More details about the project:

Challenges

Understanding the Kaggle Dataset

Understanding the Kaggle dataset posed initial challenges, particularly in interpreting terms like Corruption Perceptions. A notable anomaly emerged as countries with the highest happiness scores and elevated values in other variables exhibited unexpectedly high corruption values. To resolve this inconsistency, I conducted a thorough verification process using the World Happiness Report's official page—the dataset's primary source. The investigation clarified that variables represented contributions to the Happiness Score, not absolute measures. In the case of Corruption Perceptions, higher values indicated a lack of corruption, contributing positively to happiness in countries with higher happiness scores
Project Time Constraints

The project encountered challenges in navigating the vast possibilities within the data. Despite the desire to delve deeper into regional aspects and variations, time constraints mandated a focused approach.

Final Words

In the World Happiness Report project, my journey through the realms of data analytics was both enlightening and with surprises.

What surprised me was the nuanced relationship between happiness and GDP per capita. Initially, I expected a linear correlation, assuming that higher GDP per capita would consistently translate to higher happiness scores.
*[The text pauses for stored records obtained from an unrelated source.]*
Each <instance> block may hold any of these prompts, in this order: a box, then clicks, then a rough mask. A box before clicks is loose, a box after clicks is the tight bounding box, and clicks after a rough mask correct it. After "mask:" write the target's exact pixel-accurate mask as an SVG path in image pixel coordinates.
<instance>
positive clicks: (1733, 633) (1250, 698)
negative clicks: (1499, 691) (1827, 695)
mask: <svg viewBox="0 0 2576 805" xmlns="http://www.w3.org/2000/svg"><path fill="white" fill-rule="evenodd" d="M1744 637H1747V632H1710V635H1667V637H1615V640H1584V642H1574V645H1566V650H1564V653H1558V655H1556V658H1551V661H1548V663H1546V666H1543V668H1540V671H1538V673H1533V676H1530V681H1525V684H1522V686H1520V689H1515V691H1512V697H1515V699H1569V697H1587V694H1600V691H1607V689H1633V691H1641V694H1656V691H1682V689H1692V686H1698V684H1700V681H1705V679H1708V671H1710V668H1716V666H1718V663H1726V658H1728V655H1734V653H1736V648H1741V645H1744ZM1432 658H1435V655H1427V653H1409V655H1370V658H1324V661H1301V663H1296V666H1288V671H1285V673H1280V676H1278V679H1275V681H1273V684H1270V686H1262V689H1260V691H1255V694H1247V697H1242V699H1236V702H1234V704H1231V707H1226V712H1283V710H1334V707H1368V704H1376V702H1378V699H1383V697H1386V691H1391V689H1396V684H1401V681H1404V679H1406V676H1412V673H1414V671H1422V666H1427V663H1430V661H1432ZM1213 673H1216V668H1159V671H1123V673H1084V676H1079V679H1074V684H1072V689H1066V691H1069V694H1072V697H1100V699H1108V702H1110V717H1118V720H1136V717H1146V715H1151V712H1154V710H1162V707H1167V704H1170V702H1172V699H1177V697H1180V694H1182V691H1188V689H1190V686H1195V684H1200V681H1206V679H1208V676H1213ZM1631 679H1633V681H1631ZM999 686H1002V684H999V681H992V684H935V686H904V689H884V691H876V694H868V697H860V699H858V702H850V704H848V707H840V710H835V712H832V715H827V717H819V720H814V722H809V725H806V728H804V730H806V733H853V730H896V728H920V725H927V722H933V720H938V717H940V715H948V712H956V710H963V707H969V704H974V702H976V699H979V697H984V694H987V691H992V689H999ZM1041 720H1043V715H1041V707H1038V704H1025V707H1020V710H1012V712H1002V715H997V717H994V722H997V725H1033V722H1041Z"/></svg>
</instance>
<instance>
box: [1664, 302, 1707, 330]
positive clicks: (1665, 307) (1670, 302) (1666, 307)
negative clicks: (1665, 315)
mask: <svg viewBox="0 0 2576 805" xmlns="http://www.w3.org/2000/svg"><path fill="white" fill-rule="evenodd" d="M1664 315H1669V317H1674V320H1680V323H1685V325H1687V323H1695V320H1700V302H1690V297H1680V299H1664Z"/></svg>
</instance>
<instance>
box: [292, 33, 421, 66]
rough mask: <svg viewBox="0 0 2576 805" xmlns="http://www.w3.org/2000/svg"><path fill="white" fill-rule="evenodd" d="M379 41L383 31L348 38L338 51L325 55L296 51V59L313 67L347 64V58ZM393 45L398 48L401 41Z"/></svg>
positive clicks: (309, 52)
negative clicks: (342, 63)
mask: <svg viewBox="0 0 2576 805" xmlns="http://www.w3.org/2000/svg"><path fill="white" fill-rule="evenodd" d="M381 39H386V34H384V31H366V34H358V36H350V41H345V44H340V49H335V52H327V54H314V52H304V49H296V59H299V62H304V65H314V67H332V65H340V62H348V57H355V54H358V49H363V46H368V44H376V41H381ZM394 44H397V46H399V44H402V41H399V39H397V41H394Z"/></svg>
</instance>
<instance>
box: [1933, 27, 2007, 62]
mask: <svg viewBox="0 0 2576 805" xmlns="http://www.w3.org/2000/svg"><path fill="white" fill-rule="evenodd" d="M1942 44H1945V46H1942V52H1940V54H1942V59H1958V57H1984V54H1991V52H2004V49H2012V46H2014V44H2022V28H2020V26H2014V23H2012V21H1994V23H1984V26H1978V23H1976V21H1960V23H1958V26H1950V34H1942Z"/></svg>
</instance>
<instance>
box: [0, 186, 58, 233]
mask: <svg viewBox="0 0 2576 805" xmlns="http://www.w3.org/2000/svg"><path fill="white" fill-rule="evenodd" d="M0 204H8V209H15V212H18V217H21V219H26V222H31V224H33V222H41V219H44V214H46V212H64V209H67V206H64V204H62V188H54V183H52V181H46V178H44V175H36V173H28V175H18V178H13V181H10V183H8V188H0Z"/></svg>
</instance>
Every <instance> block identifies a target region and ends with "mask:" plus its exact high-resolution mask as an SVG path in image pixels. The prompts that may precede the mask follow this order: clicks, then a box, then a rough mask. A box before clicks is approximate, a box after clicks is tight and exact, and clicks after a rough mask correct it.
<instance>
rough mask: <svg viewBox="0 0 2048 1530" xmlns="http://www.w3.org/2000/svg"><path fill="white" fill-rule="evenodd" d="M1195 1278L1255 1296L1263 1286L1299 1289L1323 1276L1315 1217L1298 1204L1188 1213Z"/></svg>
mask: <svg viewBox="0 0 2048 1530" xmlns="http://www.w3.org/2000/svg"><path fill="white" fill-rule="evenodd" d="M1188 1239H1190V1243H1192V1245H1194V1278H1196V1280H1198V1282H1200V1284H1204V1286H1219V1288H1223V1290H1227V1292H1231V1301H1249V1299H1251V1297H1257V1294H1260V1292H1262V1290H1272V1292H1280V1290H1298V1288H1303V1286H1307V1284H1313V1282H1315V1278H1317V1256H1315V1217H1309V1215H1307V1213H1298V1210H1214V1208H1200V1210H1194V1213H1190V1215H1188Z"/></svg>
However, the data challenged this assumption, revealing that the happiest countries don't consistently possess the highest GDP per capita. This unexpected finding underscores the complexity of factors influencing happiness.

The unexpected revelation was the profound versatility of Python, not only as a tool for visualization but as a robust platform for advanced analytics, embracing methods like regression analysis and k-means clustering. The experience enriched my understanding of data analytics, teaching me to navigate challenges, validate hypotheses, and communicate findings effectively through Tableau.

Summary

Moving forward, a multivariate exploration, employing techniques such as multiple regression, will provide a nuanced understanding of how combinations of these factors interact to influence happiness, ensuring a comprehensive analysis beyond GDP per Capita alone.

Exploring residual factors, with a focus on cultural, environmental, and political variables, to uncover additional influences on happiness beyond the primary variables considered in the World Happiness Report.